I Read Every Line of NemoClaw. Here's What NVIDIA Actually Built.

nemoclawopenclawnvidiasecurityagents

Jensen Huang walked onto the GTC stage and said every company needs an OpenClaw strategy. Then NVIDIA shipped NemoClaw — an open-source stack that promises to make always-on AI agents safe for enterprise.

I run 18 AI agents on a Mac mini using OpenClaw. I've hit the security problems NemoClaw claims to solve. So I cloned the repo and read every file.

Here's what I found.

What NemoClaw Actually Is

Strip the marketing and NemoClaw is three things:

An interactive installer (967 lines of JavaScript) that detects your hardware, picks an inference provider, and wires everything together
A policy YAML file (168 lines) that declares what the agent can and can't do
Glue code that shells out to two closed-source NVIDIA binaries: OpenShell and NIM

NemoClaw itself is ~9,000 lines of JavaScript, ~3,200 lines of TypeScript, and ~3,000 lines of shell scripts. The actual security enforcement? That lives in OpenShell — a closed-source binary you download from GitHub Releases.

In one sentence: NemoClaw is docker-compose with a setup wizard, specialised for running OpenClaw inside NVIDIA's sandbox runtime.

The Architecture

┌─────────────────────────────────────────────┐
│ HOST                                         │
│                                              │
│  nemoclaw CLI (Node.js wizard)               │
│                                              │
│  ┌────────────────────────────────────────┐  │
│  │ OpenShell (closed-source)              │  │
│  │  ├── k3s inside Docker                 │  │
│  │  ├── Egress proxy (inference.local)    │  │
│  │  ├── Policy engine                     │  │
│  │  └── Web TUI dashboard                 │  │
│  │                                        │  │
│  │  ┌──────────────────────────────────┐  │  │
│  │  │ SANDBOX (node:22-slim)           │  │  │
│  │  │  ├── OpenClaw CLI                │  │  │
│  │  │  ├── NemoClaw plugin             │  │  │
│  │  │  └── Your agents run here        │  │  │
│  │  │                                  │  │  │
│  │  │  Network: deny-all + allowlist   │  │  │
│  │  │  Filesystem: /sandbox + /tmp     │  │  │
│  │  └──────────────────────────────────┘  │  │
│  └────────────────────────────────────────┘  │
│                                              │
│  Optional: NIM / Ollama / vLLM               │
└─────────────────────────────────────────────┘

The key architectural trick is the inference proxy. Your agent calls https://inference.local/v1 — a fake hostname that OpenShell intercepts and routes to the real provider with injected credentials. The agent never touches API keys or external endpoints directly.

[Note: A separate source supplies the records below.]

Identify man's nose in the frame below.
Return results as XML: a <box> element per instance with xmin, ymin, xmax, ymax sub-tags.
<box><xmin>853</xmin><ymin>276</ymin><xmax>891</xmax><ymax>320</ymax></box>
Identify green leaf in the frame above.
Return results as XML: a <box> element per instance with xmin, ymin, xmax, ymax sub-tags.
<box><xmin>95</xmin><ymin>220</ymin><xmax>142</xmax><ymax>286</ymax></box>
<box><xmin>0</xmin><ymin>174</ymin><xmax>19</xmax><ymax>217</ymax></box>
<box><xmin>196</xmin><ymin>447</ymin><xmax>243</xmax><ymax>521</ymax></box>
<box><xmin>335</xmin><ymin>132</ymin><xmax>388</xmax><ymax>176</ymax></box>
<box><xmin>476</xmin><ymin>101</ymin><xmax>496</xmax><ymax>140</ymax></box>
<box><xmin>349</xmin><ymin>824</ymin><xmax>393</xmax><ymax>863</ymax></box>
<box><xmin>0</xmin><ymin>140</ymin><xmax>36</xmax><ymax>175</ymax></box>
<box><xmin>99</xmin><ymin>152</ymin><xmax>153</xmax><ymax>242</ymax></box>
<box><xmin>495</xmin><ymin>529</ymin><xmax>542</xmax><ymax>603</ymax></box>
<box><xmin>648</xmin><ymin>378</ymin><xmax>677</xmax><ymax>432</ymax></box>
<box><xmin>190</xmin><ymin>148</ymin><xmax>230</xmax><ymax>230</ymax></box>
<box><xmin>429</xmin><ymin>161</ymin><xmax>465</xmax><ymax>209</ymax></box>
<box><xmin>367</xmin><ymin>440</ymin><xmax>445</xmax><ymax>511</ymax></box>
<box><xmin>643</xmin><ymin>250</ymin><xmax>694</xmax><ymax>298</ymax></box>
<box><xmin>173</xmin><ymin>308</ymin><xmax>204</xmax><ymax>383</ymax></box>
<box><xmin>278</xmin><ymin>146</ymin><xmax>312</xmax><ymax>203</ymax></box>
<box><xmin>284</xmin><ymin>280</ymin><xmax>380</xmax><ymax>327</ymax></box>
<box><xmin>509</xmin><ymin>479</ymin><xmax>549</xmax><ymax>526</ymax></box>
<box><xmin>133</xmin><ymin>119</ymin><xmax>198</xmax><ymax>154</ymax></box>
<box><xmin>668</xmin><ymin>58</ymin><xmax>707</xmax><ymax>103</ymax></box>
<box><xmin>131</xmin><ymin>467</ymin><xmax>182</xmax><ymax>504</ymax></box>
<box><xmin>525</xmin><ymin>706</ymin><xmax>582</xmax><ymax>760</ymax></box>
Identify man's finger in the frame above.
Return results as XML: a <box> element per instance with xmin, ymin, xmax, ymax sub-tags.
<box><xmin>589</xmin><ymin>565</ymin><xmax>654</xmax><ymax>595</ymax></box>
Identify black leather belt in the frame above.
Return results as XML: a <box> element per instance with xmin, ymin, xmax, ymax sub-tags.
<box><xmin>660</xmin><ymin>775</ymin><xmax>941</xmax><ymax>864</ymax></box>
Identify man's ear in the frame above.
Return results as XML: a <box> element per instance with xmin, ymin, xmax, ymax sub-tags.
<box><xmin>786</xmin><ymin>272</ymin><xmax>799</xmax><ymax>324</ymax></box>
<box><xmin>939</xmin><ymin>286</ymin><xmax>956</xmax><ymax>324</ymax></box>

This is clever. It's the same pattern Kubernetes service meshes use for mTLS — the application doesn't know about the security layer.

The Security Model (What's Real)

The sandbox policy is deny-by-default. Here's what the agent can actually reach:

Endpoint	Who can call it	Why
`api.anthropic.com`	Only `/usr/local/bin/claude`	Claude Code needs its API
`integrate.api.nvidia.com`	`claude` + `openclaw` binaries	Inference routing
`github.com`	Only `gh` + `git` binaries	Code operations
`registry.npmjs.org`	`openclaw` + `npm`	Plugin installs
`api.telegram.org`	Any binary	Bot notifications

The binary pinning is the most interesting part. It's not just domain allowlisting — only specific executables can talk to specific endpoints. Even if malicious code runs inside the sandbox, it can't call api.anthropic.com unless it's executing as the Claude binary.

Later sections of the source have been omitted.